If $x_0=x$ and $x_{i+1}=x_i+\sqrt{x_i}$, in how many steps $x_r \ge 2x$? In the question of the title, if I define $r(x)=\inf\{s\in \mathbb {N}:x_s\ge 2x\} $, i want to know how $r(x)$ behaves asymptotically, more precisely to know if $\lim\limits_{x\rightarrow \infty} \dfrac {r(x)}{\sqrt{x}}$ exists, and in that case,to find that limit. 
 A: A failed but probably fixable (edit: fixed below) attempt:
If we define $y_n = \sqrt{x_n}$ we get 
$$y_{n+1} = \sqrt{y_{n}(1+y_n)}=y_n + \frac{1}{2}-\frac18 \frac{1}{y_n}+o(y_n^{-1}) \tag{1}$$
Then, for large $y_0$, we might (to be better justified) the approximation $$y_n \approx \frac{n}{2} +y_0$$
This should be valid for $y_0 \to \infty$ and $n = o(y_0)$
Now, $x_r/x_0 \approx 2 \iff y_r/y_0\approx \sqrt{2}$ so 
$$r \approx 2 y_0 (\sqrt{2}-1) \tag{2}$$
And if we plug this in the expresion above we get
$$ \lim\limits_{x\rightarrow \infty} \dfrac {r(x)}{\sqrt{x}}=2(\sqrt{2}-1)=0.828227\cdots \tag{3}$$
Or in general,
$$ \lim\limits_{x\rightarrow \infty} \dfrac {r_k(x)}{\sqrt{x}}=2(\sqrt{k}-1) \tag{4}$$
Of course, this "proof" is faulty, because $r$ is proportional to $n$. However, perhaps it could be fixed. I suspect, from numerical evaluation, that the result is correct.

Edit: From $(1)$ we have the bounds (for $y_0$ large enough)
$$ y_0 + \frac12 - \frac{1}{8 y_0} <y_1 < y_0 + \frac12 \tag{5}$$
Further, $y_n$ is increasing and
$$ \frac{1}{y_0 + \frac12 - \frac{1}{8 y_0}}<\frac{1}{y_0 }$$
Then we can extend $(5)$  iteratively:
$$ y_0 +  \frac{n}{2} (1 - \frac{1}{4 y_0}) <y_n < y_0 + \frac{n}{2} \tag{6}$$
Dividing by $y_0$, calling $a = \frac{y_n}{y_0}$ and  $b=\frac{n}{y_0}$ we get
$$b\left(1 - \frac{1}{4 y_0}\right) < 2 (a-1) < b \tag{7}$$
As $y_0 \to \infty$ we get $2 (a-1) = b$, which corresponds to eqs $(3)$,$(4)$ above.

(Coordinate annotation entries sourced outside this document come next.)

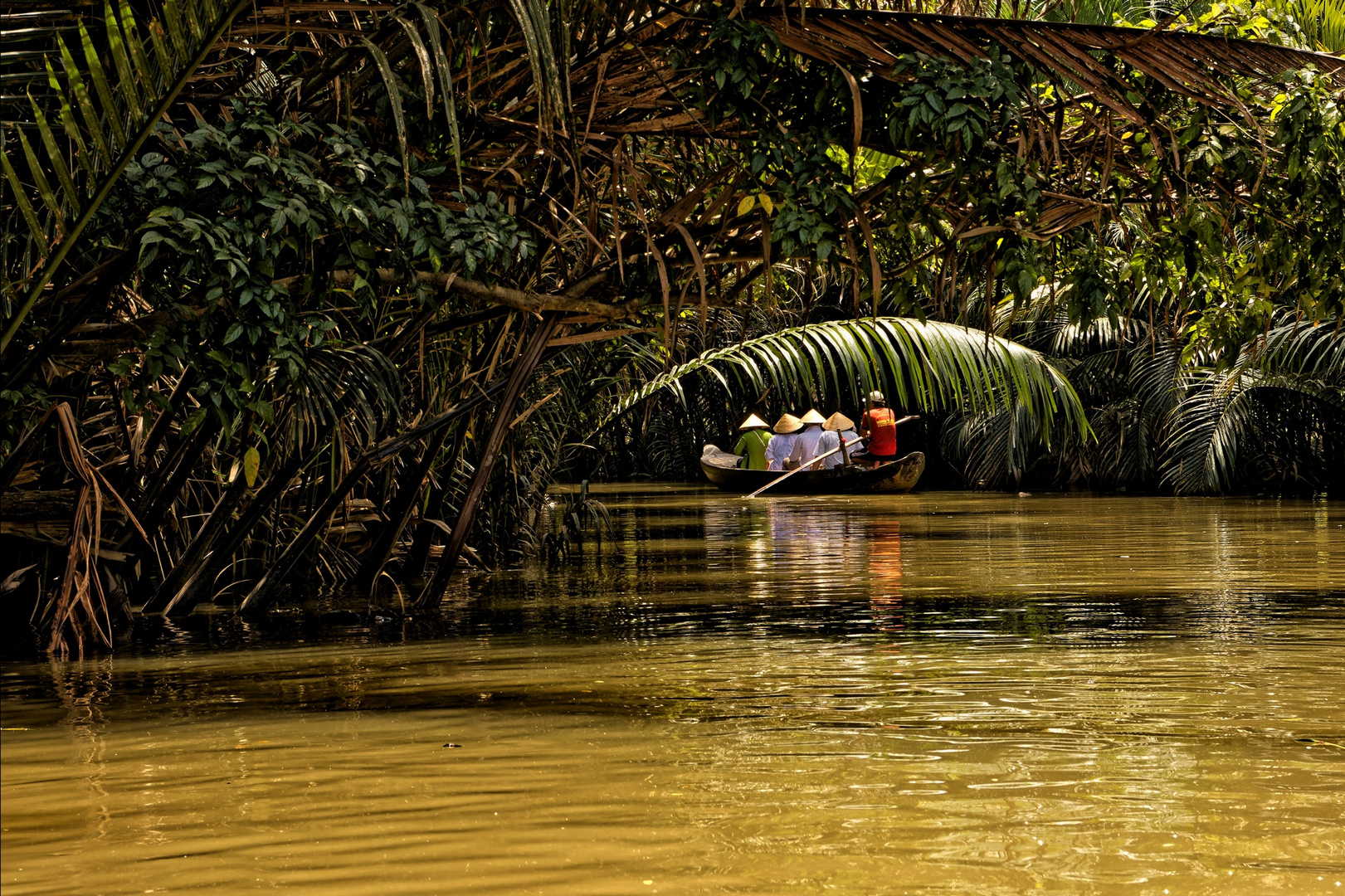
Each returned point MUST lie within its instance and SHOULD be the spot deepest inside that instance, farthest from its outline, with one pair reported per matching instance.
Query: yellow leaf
(251, 463)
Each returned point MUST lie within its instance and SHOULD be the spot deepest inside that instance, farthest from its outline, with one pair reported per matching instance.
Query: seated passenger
(834, 430)
(782, 444)
(806, 448)
(752, 444)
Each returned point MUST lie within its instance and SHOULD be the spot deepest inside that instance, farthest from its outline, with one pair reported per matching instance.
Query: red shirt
(883, 431)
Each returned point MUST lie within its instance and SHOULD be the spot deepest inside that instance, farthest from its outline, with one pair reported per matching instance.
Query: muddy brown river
(940, 693)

(Just after writing this I saw Sangchul Lee's answer, I think it's basically the same idea)
A: Write $y_n = \sqrt{x_n}$ as in user @leonbloy's answer. Then $y_0 = \sqrt{x}$ and
$$ y_{n+1} = \sqrt{y_n(y_n + 1)} = y_n + \frac{1}{2} + \frac{1}{g(y_n)} $$
where $g(y) = 4(y + \frac{1}{2} + \sqrt{y(y+1)} )$. So $ y_{n} = y_0 + \frac{n}{2} + \sum_{k=0}^{n-1} \frac{1}{g(y_k)} $. Together with the monotonicity of $g$, we obtain
$$ y_0 + \frac{n}{2} \leq y_n \leq y_0 + \frac{n}{2} + \frac{n}{g(\sqrt{x})}. $$
Now for each fixed $k > 1$, as $x\to\infty$ we have $y_{r_k(x)}/y_0 \to \sqrt{k}$ as $x\to\infty$. So
$$ \frac{2}{1+\frac{2}{g(\sqrt{x})}} \left( \frac{y_{r_k(x)}}{y_0} - 1 \right) \leq \frac{r_k(x)}{\sqrt{x}} \leq 2\left( \frac{y_{r_k(x)}}{y_0} - 1 \right). $$
Taking $x\to\infty$ proves that the ratio converges to $2(\sqrt{k}-1)$ as heuristically shown by @leonbloy.